The demoralizing transition from a beautiful country turned upside by civil conflict and government corruption, left their mark on the people of Liberia. During the war, cannibalism became the new norm, corpses became the new terra firma, and children were traumatically stripped of their innocence. The nation’s young ones were abducted, brainwashed and turned into soldiers and sex slaves. This experience and the insufferable conditions that followed were undeniably breeding grounds for the emergence of Hip-Hop culture in Liberia.
Liberian hip-hop culture is a mixture of standard English, tribal languages and Koloquo (a form of broken English) that is understood across all sixteen Liberian Tribes. For this reason, the term “hipco” or “trapco” is used to categorize the hip-hop genre in Liberia.
Bucky Raw, a well known Hipco artist, captures the collective memory of the war through his lyrics. His name alone gives listeners insight into his lyrical style which stands as resistance against the Liberian government. He is raw in the sense that his rhymes are not sugar coated but rather, they are rhymes that expose deeper truths about the shared experience among Liberians.
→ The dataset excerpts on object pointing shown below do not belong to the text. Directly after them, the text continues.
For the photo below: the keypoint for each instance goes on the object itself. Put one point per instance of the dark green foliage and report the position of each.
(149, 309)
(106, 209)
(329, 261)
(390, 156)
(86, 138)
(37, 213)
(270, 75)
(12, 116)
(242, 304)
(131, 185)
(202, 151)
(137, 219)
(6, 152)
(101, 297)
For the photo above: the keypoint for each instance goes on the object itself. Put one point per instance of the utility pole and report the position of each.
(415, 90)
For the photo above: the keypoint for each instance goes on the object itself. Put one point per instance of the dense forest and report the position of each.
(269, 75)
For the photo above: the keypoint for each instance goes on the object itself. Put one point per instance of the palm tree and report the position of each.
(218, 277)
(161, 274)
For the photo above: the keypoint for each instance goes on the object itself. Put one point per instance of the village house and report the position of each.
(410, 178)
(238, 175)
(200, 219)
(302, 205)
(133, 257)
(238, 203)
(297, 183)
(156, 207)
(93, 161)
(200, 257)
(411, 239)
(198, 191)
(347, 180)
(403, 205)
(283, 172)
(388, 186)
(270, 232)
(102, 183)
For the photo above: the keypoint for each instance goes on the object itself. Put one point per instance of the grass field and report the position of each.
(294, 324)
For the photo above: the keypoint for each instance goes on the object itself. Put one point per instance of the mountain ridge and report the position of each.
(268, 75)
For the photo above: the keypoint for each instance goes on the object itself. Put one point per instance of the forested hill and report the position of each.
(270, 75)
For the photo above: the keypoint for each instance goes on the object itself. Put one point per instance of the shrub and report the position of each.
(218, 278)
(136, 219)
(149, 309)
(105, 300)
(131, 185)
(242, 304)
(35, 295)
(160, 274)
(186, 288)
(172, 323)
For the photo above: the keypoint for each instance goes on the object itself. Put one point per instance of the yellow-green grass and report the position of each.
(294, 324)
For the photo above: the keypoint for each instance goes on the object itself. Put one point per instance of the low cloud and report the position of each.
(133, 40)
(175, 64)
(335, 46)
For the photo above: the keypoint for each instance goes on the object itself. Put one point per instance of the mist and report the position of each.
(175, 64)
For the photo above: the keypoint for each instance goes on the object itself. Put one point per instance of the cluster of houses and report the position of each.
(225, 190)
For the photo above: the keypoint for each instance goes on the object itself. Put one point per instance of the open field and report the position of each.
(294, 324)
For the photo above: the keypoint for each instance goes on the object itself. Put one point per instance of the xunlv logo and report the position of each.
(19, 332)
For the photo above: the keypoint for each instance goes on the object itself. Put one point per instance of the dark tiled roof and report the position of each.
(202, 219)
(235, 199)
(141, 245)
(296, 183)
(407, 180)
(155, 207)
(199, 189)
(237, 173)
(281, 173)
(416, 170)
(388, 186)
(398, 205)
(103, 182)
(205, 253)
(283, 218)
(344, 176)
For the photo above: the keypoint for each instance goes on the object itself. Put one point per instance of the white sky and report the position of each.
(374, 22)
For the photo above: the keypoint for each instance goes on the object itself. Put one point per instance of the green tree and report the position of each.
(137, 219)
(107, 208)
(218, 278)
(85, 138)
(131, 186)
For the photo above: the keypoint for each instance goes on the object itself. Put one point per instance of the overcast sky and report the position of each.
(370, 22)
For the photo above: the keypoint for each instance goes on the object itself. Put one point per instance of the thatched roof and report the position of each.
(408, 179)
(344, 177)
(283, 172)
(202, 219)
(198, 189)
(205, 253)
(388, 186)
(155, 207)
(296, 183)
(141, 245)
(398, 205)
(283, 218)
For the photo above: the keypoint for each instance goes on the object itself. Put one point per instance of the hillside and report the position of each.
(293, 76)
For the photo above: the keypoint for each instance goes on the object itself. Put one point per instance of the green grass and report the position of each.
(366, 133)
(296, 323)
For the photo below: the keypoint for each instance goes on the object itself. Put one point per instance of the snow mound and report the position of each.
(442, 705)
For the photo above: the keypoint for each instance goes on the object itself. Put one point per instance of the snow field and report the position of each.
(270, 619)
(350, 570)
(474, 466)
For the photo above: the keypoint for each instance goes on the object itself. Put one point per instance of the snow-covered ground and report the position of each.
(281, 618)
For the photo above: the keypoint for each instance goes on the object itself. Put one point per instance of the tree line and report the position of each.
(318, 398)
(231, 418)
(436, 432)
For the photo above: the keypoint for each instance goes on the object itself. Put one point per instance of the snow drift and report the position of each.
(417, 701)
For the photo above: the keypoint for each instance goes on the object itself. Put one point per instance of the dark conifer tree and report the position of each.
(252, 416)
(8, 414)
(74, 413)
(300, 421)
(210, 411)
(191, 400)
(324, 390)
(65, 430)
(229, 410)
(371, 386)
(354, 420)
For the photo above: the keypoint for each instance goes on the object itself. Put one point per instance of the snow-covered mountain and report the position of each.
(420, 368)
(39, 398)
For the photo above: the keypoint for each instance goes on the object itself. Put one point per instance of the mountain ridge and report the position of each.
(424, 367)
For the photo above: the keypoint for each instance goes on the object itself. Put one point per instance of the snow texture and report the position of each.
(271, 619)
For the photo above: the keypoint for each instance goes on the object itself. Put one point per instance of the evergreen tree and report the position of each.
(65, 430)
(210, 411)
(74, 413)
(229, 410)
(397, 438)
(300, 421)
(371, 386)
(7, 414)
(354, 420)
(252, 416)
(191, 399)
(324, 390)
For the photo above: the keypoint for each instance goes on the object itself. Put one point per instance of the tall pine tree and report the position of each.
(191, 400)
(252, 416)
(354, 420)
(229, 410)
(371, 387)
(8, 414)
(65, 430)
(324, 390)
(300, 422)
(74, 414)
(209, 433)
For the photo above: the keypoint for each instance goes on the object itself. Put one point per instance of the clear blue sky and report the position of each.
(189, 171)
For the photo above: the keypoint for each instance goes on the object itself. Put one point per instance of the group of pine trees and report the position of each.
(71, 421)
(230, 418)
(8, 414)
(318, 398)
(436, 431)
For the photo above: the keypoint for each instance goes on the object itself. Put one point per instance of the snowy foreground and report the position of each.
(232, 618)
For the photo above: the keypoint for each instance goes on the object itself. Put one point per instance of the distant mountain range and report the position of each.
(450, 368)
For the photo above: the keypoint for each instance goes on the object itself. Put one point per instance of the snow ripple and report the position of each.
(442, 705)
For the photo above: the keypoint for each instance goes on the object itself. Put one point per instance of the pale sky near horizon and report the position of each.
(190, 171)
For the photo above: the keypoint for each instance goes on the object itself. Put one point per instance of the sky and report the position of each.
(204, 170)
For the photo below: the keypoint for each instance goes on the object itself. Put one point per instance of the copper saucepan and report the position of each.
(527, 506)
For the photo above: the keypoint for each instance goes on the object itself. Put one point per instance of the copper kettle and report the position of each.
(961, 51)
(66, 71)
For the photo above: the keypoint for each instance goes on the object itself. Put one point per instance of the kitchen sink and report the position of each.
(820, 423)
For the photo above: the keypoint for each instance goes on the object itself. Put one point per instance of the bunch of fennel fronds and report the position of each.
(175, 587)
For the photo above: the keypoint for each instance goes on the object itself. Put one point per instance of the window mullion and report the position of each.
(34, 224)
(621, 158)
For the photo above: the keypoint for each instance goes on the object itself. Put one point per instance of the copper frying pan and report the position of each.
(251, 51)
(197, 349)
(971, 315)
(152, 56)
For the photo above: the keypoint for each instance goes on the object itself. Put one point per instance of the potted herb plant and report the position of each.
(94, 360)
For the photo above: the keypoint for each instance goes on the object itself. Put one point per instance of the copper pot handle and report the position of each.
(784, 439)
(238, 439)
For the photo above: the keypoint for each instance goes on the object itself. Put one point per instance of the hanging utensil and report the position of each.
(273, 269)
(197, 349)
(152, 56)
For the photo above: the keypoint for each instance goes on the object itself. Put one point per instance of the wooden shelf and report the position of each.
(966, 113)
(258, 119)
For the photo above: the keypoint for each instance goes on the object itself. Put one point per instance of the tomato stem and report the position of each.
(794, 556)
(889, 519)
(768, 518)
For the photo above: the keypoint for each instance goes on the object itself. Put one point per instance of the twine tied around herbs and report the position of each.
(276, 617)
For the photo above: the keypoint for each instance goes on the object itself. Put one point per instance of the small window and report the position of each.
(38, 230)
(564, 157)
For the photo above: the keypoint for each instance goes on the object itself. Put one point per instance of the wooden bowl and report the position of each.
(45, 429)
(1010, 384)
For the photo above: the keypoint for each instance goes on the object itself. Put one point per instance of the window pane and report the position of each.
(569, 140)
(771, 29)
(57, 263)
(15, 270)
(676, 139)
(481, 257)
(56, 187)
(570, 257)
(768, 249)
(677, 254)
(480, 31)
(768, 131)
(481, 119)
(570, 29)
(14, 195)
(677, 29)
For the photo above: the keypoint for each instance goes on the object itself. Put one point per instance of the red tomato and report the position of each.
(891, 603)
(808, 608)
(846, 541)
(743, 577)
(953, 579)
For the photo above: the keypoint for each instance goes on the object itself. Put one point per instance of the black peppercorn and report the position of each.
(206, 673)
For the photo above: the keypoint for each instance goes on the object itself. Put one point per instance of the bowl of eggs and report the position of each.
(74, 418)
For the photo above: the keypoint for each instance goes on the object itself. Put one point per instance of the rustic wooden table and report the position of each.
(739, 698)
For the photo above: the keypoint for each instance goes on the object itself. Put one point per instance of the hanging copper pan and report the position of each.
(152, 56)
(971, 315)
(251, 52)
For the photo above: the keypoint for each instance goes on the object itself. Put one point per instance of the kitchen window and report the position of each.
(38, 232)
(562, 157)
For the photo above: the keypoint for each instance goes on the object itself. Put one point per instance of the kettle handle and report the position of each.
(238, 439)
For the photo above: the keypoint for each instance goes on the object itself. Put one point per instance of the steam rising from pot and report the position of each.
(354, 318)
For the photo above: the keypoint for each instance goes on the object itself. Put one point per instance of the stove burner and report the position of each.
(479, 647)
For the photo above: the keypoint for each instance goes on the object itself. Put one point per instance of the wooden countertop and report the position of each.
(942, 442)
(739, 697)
It wasn’t until last year, when Bucky raw became famous after showcasing his lyrical genius during a cypher battle. In his freestyle, he switches from pure hip-hop to hipco and then to his native dialect. Bucky paints a picture of his life when he says “child soldiers worshiping the warlords my testimony.” Listeners can understand that he is making a reference to a period when Liberia was on its knees (figuratively speaking), a period when children were forced to grow up before their time. He goes further to say, “seeking for refuge and using poison ivy for mattress…I’m reminiscing on maggots feasting on dead corpse…the missing limbs, the battle scars, something we cope with.” In addition, he expresses that the brutal nature of war forced him to grow up as a “savage ducking strikes from automatics.” Bucky Raw and his family were able to escape to Buduburam refugee camp, in Ghana, where they slept in “refugee tents.” Later, they migrated to America, where Bucky’s troubled young self, was still unable to find peace. Bucky turned to poetry as a coping mechanism for dealing with his past. He credits his early influences to American rappers Tupac, Jay Z, and Biggie.
In his hit song, “Temptation”, Bucky introduces his listeners to the world of “politrics” which is a koloquo term used to describe government corruption. He opens with his yearning to be the voice for the voiceless and a savior for the poor. When Bucky says “some people dey say I trouble, they really don kno my struggle,” he is speaking to the unforgettable scars and inner battles that lead many Liberian youths to a state of frustration and anger. He mentions this because conditions such as depression, anxiety, and post-traumatic stress disorders(PTSD)are ignored in Liberia. Citizens are expected to lead a normal life while enduring deleterious State violence. Moreover, Bucky describes the government to behave selfishly “bluffin in their suites” and “eating mah” while babies starve. Here, he is expressing that the government is enjoying a luxurious lifestyle, while their citizens are suffering. In another verse, Bucky provides reassurance for the youth; he explains that they are not alone in their hardships and that they should allow “trapco to cover their wounds”. He ends the song with, “when dey will tell the truth, la when dey will feed the youth, la when dey will sit down to hear the people point of view.” He is pleading with the higher-ups of the nation to practice honesty, to nourish the youth, and to listen to their citizens’ needs.
As we can see, Bucky Raw’s lyrics aren’t made up of meaningless raps and rhymes but with depth and truth. He incorporates this truth in an edgy and spectacular fashion of hip-hop and hipco mixed together. By doing this, he gives his listeners clear and relatable visuals of the life of a child soldier and a survivor.